The roadmap from FLIN alpha to a stable v1.0 release -- what remains and how we plan to get there.

Thales & Claude | March 25, 2026 10 min flin
flinroadmapalphastablev1release

FLIN v1.0.0-alpha.2 has 3,452 passing tests, 409 native functions, a complete compiler pipeline, an embedded database engine, an HTTP server with WebSocket and SSE support, a security layer with OAuth and JWT, a search system with BM25 and semantic vectors, an AI gateway with 8 providers, and an admin console. By any reasonable measure, this is an impressive body of work.

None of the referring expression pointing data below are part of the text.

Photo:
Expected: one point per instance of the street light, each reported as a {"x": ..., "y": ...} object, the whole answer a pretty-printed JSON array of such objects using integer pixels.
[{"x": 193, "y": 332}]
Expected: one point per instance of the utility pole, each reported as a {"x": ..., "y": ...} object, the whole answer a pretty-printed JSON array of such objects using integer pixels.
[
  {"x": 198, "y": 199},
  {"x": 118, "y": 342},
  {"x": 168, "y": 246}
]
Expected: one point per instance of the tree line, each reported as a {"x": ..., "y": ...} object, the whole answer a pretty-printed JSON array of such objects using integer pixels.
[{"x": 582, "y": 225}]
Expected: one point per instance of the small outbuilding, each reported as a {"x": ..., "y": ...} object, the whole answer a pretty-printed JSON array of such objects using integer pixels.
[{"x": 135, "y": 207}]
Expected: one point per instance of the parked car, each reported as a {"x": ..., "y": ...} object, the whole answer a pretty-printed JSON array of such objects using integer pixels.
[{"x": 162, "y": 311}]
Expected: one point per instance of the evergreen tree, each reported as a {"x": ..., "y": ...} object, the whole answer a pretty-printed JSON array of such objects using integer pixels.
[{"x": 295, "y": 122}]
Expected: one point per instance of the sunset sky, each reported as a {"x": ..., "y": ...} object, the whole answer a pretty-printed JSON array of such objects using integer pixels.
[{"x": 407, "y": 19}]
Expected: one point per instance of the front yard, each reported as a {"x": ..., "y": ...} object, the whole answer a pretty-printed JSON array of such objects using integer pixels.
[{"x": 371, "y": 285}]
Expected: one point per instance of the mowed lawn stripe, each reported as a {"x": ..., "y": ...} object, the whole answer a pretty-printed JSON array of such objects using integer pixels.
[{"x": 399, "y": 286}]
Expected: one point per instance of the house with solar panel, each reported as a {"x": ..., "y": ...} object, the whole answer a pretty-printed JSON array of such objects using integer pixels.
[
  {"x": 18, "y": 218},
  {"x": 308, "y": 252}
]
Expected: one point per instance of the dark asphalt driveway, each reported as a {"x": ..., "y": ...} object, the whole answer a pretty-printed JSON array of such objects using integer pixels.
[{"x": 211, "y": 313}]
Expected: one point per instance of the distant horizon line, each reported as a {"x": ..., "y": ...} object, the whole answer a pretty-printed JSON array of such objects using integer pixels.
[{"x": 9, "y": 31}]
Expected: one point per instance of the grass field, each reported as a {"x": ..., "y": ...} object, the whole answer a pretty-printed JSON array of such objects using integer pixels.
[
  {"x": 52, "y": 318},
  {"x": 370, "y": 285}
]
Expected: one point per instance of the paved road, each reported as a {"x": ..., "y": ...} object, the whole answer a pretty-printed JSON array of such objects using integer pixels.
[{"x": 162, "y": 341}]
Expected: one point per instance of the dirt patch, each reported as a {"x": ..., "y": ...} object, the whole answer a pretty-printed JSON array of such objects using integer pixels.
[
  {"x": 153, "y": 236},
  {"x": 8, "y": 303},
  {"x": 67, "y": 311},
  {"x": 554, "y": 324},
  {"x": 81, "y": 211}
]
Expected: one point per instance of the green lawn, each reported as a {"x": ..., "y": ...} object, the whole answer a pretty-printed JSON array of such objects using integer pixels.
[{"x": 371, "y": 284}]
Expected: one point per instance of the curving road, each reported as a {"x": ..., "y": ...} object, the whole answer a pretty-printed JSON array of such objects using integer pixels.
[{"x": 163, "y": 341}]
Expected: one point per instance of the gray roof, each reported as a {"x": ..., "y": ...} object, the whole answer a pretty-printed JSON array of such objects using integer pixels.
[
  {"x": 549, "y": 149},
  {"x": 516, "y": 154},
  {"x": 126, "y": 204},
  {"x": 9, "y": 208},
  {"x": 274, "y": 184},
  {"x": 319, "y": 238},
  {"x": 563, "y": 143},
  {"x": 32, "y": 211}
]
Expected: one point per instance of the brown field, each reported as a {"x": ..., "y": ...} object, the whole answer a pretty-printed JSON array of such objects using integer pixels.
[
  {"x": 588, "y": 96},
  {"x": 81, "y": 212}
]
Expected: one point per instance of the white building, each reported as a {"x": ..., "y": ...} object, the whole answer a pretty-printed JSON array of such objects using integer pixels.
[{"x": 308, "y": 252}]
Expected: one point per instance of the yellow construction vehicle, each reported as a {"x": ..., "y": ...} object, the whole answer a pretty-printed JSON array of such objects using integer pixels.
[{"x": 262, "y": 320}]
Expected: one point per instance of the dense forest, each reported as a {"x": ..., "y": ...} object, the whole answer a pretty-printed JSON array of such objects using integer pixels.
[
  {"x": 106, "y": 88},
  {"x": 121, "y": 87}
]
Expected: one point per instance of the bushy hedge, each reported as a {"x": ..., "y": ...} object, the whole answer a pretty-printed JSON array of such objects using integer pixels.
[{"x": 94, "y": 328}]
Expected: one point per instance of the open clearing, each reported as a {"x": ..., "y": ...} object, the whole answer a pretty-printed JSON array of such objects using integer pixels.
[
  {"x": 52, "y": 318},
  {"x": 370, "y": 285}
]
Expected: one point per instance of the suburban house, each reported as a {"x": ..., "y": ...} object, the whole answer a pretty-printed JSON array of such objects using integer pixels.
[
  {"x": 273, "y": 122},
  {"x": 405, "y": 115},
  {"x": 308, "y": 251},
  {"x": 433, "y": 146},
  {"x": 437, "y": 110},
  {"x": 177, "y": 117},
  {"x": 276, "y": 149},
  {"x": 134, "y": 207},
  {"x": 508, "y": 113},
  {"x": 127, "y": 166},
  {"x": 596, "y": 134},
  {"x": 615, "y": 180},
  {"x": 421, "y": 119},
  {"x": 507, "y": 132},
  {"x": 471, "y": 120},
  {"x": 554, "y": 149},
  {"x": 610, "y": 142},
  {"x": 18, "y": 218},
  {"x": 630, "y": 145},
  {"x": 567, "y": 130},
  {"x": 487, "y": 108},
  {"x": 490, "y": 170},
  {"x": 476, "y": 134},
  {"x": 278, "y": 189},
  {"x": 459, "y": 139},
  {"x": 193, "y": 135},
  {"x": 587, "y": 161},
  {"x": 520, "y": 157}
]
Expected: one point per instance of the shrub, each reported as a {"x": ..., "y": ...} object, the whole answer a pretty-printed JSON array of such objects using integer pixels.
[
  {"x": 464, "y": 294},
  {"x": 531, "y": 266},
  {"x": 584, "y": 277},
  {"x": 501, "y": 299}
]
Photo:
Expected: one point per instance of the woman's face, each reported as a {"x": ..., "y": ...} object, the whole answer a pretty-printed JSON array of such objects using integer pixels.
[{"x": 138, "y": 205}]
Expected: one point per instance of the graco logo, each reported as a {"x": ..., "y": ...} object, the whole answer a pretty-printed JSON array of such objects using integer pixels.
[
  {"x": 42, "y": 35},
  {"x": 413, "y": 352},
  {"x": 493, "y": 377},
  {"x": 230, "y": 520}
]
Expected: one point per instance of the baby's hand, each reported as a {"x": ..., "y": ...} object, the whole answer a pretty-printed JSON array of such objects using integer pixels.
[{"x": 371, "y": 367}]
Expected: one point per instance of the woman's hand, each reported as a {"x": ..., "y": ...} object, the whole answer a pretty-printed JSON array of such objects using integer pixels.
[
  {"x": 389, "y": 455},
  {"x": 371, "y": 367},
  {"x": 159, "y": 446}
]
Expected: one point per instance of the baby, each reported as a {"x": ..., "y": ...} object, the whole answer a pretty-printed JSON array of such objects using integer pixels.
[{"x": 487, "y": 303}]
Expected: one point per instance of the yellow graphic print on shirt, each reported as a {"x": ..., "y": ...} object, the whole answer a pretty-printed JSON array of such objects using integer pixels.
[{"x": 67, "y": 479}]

It is also not ready for v1.0.

The gap between "impressive alpha" and "production-stable v1.0" is not about building more features. It is about closing the gaps that would cause a developer to abandon FLIN in frustration, a security auditor to flag the deployment, or an operator to wake up at 3 AM to a silent data corruption issue. This article maps every gap, the plan to close each one, and the reasoning behind what ships in v1.0 and what waits for v1.1.

What Already Exists

Before cataloging the gaps, it is important to acknowledge the foundation. FLIN alpha already includes capabilities that many production frameworks lack:

// This already works in FLIN alpha:

entity Product { name: text @required @minLength(3) price: int @min(0) description: text image: file category: text @one_of(["electronics", "clothing", "food"]) created_at: time @default(now) }

route GET "/products" { guard rate_limit(100, 60)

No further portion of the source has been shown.